Tolerance and Outcome

Overall tolerance to the third dose of BNT162b2 mRNA vaccine was excellent among all the study participants in both groups. No participant developed severe side effects requiring hospitalization. Only three cases of COVID-19 infection among HDP and no case among the HCW group were diagnosed during a follow-up period of up to 8 weeks following V3. Two cases were mild with favorable outcomes. The third case was defined as mod-severe, with complete recovery.

Discussion

In this study including 80 dialysis patients, an excellent antibody response to the third dose of BNT162b2 vaccine was found. We documented a high seropositivity rate of 96%, which increased from 77.5% before V3. The S1-RBD antibody level following V3 increased significantly in HDP and age-matched control groups, while the mean difference between the two groups decreased. Furthermore, according to prespecified cutoff values which were previously reported to be associated with neutralizing capacity of the serum, 87.5% (70/80) in the HDP group became “high responders” (anti-S1-RBD-IgG >1,000 AU/mL), and 78.8% (63/80) became “robust responders” (anti-S1-RBD-IgG >4,160 AU/mL). Baseline antibody level, the need for dialysis therapy, and hypoalbuminemia were independent predictors of inferior antibody response to a late third dose of BNT162b2 vaccine.

A large 6-month prospective study involving vaccinated HCW demonstrated a significant waning of anti-spike IgG and neutralizing antibodies over a 6-month period following two doses of BNT162b2 vaccine [15]. Our study has also documented decreased anti-S1-RBD-IgG titer 6 months following the standard two-dose vaccine regimen in both groups of HCW and HDP. However, the pre-V3 median antibody titer of the HDP group was substantially lower as compared with the median antibody titer in the HCW group.

In an aim to extend the protection achieved by the vaccine among high-risk populations, intensification of vaccine schedule has been suggested. Several studies that evaluated the efficacy of an early third dose (1–2 months after the second dose) among HDP reported an increase in the antibody level [16, 17]. Notably, the elevation in the antibody response following V3 was more substantial in patients with low antibody levels after the second dose [3, 18, 19] and with a longer interval between V2 and V3 [19].

Nevertheless, Payne et al. found that SARS-COV-2-neutralizing antibody titers were higher after an extended dosing interval (6–14 weeks), compared to the conventional 3–4-week regimens for the second vaccine dose of BNT162b2 [20]. This finding rationalizes extending the interval between the second and third doses to maximize booster benefit.
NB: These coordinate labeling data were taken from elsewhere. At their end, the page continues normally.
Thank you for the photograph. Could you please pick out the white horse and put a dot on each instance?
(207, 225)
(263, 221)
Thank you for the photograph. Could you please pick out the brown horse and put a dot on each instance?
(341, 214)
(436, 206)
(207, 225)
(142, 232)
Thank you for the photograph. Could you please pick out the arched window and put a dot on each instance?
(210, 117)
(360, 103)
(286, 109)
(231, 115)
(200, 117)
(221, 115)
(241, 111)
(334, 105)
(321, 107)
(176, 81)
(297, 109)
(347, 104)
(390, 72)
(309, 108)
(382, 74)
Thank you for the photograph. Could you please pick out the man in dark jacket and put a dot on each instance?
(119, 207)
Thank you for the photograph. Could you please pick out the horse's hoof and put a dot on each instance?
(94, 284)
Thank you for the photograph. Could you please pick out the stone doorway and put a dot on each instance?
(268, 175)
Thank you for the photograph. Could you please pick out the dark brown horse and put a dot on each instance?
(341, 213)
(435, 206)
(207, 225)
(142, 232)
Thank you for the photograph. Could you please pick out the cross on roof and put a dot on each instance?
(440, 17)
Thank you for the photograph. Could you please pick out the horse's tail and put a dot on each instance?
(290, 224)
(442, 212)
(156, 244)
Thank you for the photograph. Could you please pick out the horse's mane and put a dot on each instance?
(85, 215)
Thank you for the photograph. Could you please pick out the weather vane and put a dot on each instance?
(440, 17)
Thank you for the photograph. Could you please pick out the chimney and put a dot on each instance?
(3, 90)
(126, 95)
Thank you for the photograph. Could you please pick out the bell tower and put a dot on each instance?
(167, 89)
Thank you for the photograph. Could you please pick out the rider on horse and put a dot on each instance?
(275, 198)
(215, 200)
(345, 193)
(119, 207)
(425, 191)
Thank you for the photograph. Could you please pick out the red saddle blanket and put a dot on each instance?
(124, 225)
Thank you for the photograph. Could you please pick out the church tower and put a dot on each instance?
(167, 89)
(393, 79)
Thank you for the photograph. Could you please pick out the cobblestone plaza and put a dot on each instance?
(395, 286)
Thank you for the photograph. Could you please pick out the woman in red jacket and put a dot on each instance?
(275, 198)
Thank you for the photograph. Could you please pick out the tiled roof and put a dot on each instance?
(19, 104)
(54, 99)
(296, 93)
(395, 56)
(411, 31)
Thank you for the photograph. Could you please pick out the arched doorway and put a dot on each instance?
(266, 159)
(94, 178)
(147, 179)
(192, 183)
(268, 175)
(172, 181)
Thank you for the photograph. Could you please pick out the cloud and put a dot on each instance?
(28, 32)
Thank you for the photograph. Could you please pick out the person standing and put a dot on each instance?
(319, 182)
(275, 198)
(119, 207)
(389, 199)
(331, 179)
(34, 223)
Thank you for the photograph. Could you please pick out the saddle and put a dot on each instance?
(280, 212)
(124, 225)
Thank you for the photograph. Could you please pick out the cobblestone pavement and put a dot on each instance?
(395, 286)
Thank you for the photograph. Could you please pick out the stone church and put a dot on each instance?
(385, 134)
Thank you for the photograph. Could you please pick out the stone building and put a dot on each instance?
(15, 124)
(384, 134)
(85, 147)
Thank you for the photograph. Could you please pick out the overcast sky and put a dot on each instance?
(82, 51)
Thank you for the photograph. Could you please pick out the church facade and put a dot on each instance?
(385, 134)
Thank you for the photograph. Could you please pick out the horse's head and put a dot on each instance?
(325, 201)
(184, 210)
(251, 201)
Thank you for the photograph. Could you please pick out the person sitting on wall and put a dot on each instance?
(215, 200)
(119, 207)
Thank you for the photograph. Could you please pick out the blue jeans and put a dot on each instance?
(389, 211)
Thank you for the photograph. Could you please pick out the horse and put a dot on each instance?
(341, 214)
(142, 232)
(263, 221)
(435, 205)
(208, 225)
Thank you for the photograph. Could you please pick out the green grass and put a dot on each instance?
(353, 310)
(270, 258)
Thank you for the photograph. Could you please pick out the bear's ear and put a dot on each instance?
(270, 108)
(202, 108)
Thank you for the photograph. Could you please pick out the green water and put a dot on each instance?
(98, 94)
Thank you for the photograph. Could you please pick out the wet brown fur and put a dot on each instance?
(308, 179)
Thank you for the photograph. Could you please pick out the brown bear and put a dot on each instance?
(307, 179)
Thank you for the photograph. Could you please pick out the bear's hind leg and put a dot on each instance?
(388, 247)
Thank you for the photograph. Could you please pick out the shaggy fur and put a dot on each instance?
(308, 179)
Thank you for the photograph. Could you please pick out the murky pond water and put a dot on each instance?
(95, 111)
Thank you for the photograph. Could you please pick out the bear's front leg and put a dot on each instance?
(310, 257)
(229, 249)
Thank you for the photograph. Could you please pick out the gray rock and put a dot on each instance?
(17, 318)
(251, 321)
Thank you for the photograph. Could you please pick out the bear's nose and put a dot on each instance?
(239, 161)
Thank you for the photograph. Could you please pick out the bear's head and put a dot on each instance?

Indeed, despite the considerable waning of anti-S1-RBD-IgG 6 months following V2, this study documented a vigorous response with high median antibody titers following V3. Although yet to be established, a high correlation between the increased level of anti-S1-RBD-IgG and neutralizing capacity of the serum has been demonstrated [21]. Using two different incremental prespecified cutoff values, previously shown to correlate with virus neutralization [3, 13, 22, 23, 24], this study found that 80% of HDP became “high responders” (>1,000 AU/mL), while 76% became “robust responders” (>4,160 AU/mL) following the late third dose. Furthermore, in contrast to the efficacy of the early third dose that seems to be limited to specific HDP subgroups, we documented favorable results in the entire HDP cohort, while the best predictor of antibody response was an elevated baseline antibody titer. Either antibody response 1 month or 6 months following V2 was highly positively correlated to antibody response following the late booster. Therefore, to take full advantage of the booster, our findings support postponing the third dose and providing it after antibody waning and protection diminution to all HDP, without the need for unnecessary screening tests.

The need for dialysis treatment and hypoalbuminemia (serum albumin <3.5 g/dL) were independent predictors associated with inferior antibody response following V3 in HDP. The uremic state and hypoalbuminemia are established as being associated not only with poor nutritional status but also with hypercatabolic state and chronic inflammation. Both poor nutritional status and chronic inflammatory state can negatively influence adequate humoral and cellular immunity. Accumulation of uremic toxins and chronic inflammation might contribute to impaired humoral response in the uremic state. Nonetheless, the malnutrition inflammation complex syndrome may also cause^, impaired immunity and high mortality among dialysis patients [2, 4, 25]. This finding is consistent with our first report about the association between hypoalbuminemia below 3.5 g/dL and inferior antibody response to two doses of BNT162b2 among HDP [12]. In agreement, several other studies identified hypoalbuminemia in HDP as a major predictor of impaired response to the COVID-19 vaccine that may be modified before the vaccination protocol [23, 26, 27].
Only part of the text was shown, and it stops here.